# recurrence or closed formula for determinant

Consider the following matrix

$$$$A_{n} := \begin{bmatrix} a_{1} & -p & \dots & 0 &\dots &0 \\ -q & a_{2} & -p &0 & \dots & 0 \\ 0 & -q & a_{3} &-p & ~... & 0 \\ 0 & 0 &-q &a_{4} &-p & 0 \\ 0 &\vdots & \ddots & -q & a_{n-1} & -p \\ 0 &0 &0 &\dots &-q &a_{n} \end{bmatrix}$$$$

where $$a_{j},p,q \in \mathbb{R}$$, $$a_{j} \neq 0$$ for all $$j = 1,2,...,n$$ and $$n \in \mathbb{N}$$. We have

$$\det A_{n} = \frac{1}{x_{n}} \det A_{n-1} - pq \det A_{n-2}.$$

Now consider the vector $$b := (q,0,..,0,p)^{t} \in \mathbb{R}^{r-1}$$ and define $$[A_{n}]_{i}$$ to be the matrix obtained from $$A_{n}$$ except that I replace the i-th column of $$A_{n}$$ with $$b$$ for $$i=1,...,n$$. Define for simplicity

$$$$D_{k,n} := \begin{bmatrix} a_{k} & -p & \dots & 0 &\dots &0 \\ -q & a_{k+1} & -p &0 & \dots & 0 \\ 0 & -q & a_{k+2} &-p & ~... & 0 \\ 0 & 0 &-q &a_{k+3} &-p & 0 \\ 0 &\vdots & \ddots & -q & a_{n-1} & -p \\ 0 &0 &0 &\dots &-q &a_{n} \end{bmatrix}$$$$ where $$k,n \in \mathbb{N}$$, $$k \leq n$$.

Now for example for $$i = 1$$ I would get after expanding by the first column

\begin{align} \det([A_{n}]_{1}) &= \begin{vmatrix} q & -p \\ 0 & a_2 & -p \\ 0 &-q & a_3 & -p \\ & & \ddots & \ddots & -p \\ & & & -q & a_{n-2} & -p \\ & & & & -q & a_{n-1} & -p \\ p& & & & & -q & a_n \end{vmatrix} &= q \cdot \det(D_{2,n}) + p^{n} \end{align}

For $$i = 2$$ I have also compute the determinant after expanding by the second column.
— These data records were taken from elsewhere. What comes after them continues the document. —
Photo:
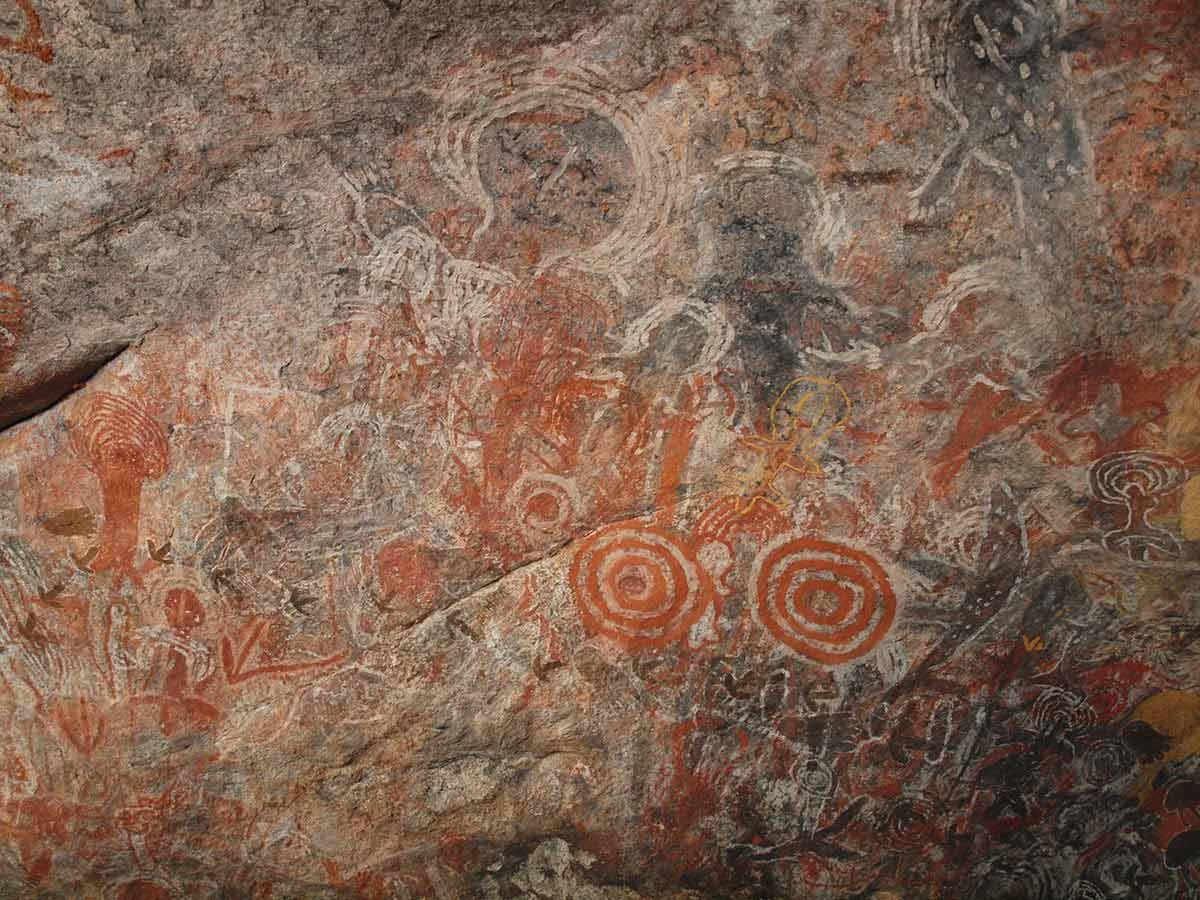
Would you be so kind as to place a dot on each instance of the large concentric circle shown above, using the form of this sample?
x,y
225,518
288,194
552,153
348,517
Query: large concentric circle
x,y
1121,478
639,585
827,601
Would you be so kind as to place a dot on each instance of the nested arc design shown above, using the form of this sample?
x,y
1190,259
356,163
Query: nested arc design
x,y
825,600
639,586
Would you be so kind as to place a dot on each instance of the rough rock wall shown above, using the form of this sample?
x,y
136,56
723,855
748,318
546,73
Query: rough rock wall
x,y
636,449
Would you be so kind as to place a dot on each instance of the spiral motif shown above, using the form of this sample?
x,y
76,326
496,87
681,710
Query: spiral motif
x,y
827,601
1086,891
639,586
546,505
117,433
1014,877
815,778
1060,711
1121,478
1105,762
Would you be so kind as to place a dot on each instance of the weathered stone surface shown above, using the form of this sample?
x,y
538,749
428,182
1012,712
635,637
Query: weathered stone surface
x,y
666,449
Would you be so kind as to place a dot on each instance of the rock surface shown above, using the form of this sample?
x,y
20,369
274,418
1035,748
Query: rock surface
x,y
600,450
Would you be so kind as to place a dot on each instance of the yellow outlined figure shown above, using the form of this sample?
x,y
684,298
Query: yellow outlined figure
x,y
802,418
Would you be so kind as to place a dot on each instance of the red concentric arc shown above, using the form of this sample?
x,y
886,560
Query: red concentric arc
x,y
639,585
825,600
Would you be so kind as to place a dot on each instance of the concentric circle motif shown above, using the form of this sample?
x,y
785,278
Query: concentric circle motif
x,y
639,585
546,505
827,601
1121,478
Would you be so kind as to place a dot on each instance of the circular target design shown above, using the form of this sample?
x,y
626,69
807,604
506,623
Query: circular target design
x,y
1120,478
639,585
545,505
825,600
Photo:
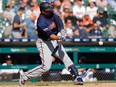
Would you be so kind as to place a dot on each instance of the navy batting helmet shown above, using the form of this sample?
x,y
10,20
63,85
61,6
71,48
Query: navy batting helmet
x,y
45,6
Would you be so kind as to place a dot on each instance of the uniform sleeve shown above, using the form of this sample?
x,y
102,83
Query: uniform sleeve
x,y
42,25
16,19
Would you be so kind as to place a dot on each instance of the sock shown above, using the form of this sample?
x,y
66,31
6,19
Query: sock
x,y
72,69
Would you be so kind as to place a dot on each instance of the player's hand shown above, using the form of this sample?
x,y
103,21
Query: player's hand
x,y
63,34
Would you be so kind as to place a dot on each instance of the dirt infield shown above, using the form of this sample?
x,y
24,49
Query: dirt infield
x,y
65,85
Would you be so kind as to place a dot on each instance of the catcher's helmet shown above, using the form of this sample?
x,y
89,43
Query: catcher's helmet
x,y
45,6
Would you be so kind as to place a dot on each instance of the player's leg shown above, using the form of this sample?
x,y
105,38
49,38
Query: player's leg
x,y
46,59
62,55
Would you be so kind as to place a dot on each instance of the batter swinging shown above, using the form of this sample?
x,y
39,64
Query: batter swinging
x,y
48,26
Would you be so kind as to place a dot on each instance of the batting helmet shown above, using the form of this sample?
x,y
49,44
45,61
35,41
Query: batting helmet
x,y
45,6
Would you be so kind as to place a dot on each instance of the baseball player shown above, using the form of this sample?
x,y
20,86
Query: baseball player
x,y
48,26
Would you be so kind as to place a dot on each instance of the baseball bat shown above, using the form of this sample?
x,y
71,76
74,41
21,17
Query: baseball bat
x,y
55,50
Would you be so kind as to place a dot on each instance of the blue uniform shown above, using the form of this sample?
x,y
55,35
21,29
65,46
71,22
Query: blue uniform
x,y
45,28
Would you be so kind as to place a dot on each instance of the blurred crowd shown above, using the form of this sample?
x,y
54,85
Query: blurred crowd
x,y
81,18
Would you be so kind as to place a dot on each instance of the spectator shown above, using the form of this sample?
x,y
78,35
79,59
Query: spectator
x,y
112,31
69,29
78,9
8,14
86,19
71,17
87,74
112,3
1,6
29,11
100,19
18,25
65,12
96,32
8,61
24,4
101,3
81,28
76,33
30,26
92,10
36,7
87,31
13,6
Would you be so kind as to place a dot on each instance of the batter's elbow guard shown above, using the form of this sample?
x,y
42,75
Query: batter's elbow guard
x,y
72,69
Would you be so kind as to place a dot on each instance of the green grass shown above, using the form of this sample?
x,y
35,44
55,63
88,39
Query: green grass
x,y
47,83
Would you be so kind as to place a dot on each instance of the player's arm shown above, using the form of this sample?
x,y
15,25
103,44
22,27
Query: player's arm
x,y
54,37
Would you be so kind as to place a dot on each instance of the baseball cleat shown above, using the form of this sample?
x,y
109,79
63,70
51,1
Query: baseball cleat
x,y
23,78
78,81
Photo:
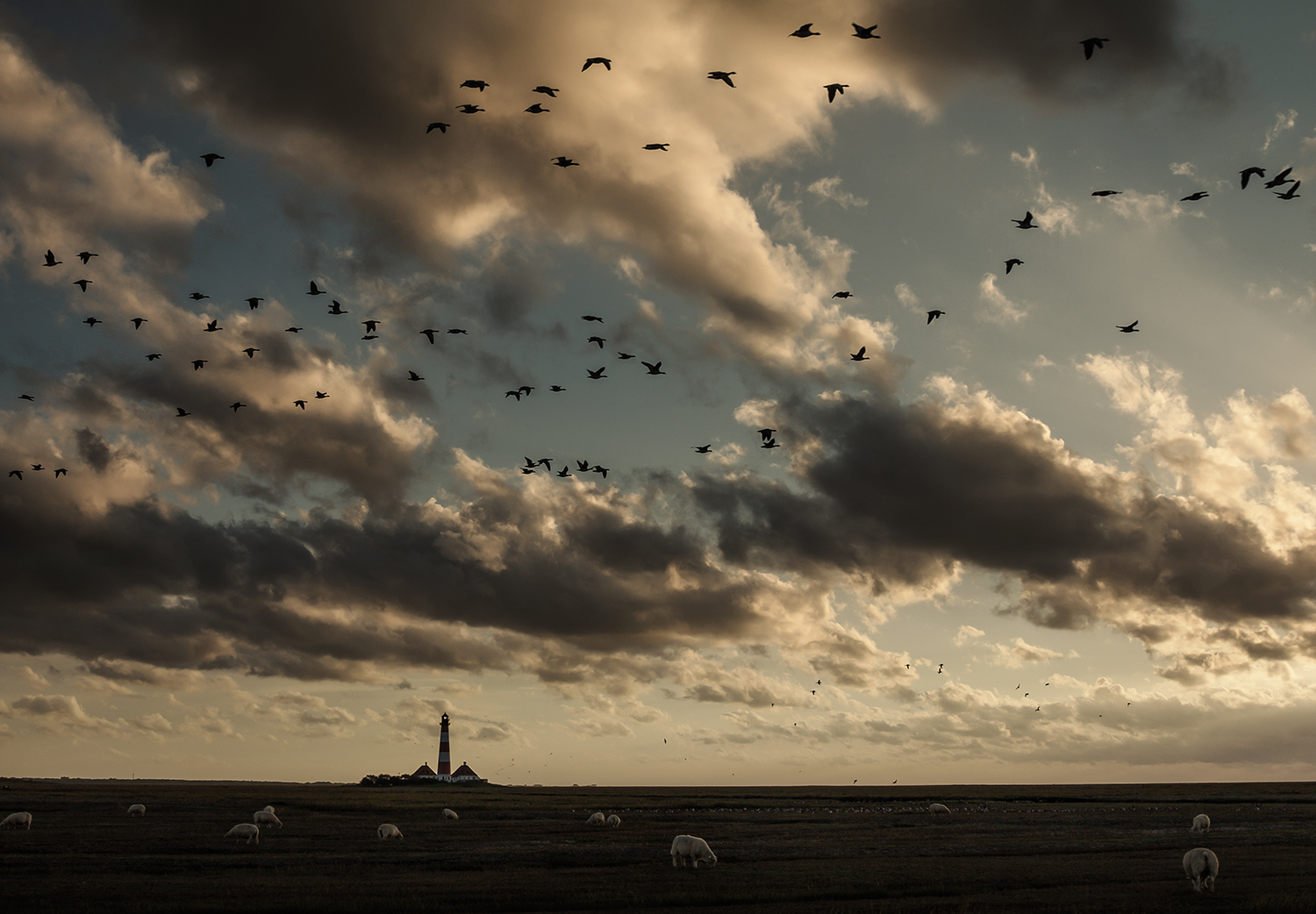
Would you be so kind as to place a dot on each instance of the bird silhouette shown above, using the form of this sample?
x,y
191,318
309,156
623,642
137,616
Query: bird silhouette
x,y
1090,44
1248,173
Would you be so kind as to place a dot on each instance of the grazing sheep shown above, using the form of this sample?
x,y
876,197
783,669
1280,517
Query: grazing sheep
x,y
687,847
1202,867
245,830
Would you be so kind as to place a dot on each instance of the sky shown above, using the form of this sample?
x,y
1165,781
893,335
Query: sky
x,y
1007,545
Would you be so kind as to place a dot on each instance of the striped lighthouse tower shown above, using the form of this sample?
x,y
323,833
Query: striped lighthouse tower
x,y
445,761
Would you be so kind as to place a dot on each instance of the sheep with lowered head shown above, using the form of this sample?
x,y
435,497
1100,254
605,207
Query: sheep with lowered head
x,y
687,847
245,830
1202,867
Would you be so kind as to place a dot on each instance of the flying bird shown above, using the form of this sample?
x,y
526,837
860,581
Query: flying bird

I get

\begin{align} \det([A_{n}]_{2}) &= \begin{vmatrix} a_1 & q \\ -q & 0 & -p \\ 0 & 0 & a_3 & -p \\ & & \ddots & \ddots & -p \\ & & & -q & a_{n-2} & -p \\ & & & & -q & a_{n-1} & -p \\ & p& & & & -q & a_n \end{vmatrix} &= q^{2} \cdot \det(D_{3,n}) + a_1p^{n-1} \end{align}

Up to this point I thought I have the following formula

$$\det([A_{n}]_{i}) = q^{i} \cdot \det(D_{i+1,n}) + a_1 ... a_{i-1}p^{n-i+1}$$

But then I compute $$\det([A_{n}]_{3})$$ and after expanding by the third column I get

$$\det([A_{n}]_{3}) = q^{3} \cdot \det(D_{4,n}) + a_1 a_2 p^{n-2} - p^{n-1}q$$

So my first thought is not correct. My question is, wether there is a closed formula for $$\det([A_{n}]_{i})$$. Or maybe a recurrence equation? I Hope someone can help me. Thanks!

• This answer to the almost identical question that you asked earlier gives you a recurrence for the determinant and a link to more general results for a tridiagonal matrix.
– amd
Oct 12, 2018 at 20:46
• I don't understand what you mean. Where can I find the link? Oct 13, 2018 at 9:11
• The word “recurrence” in the first sentence is a link.
– amd
Oct 13, 2018 at 20:44
• there is no link Oct 14, 2018 at 11:36
• Sure, there is. It links to en.m.wikipedia.org/wiki/Tridiagonal_matrix#Determinant.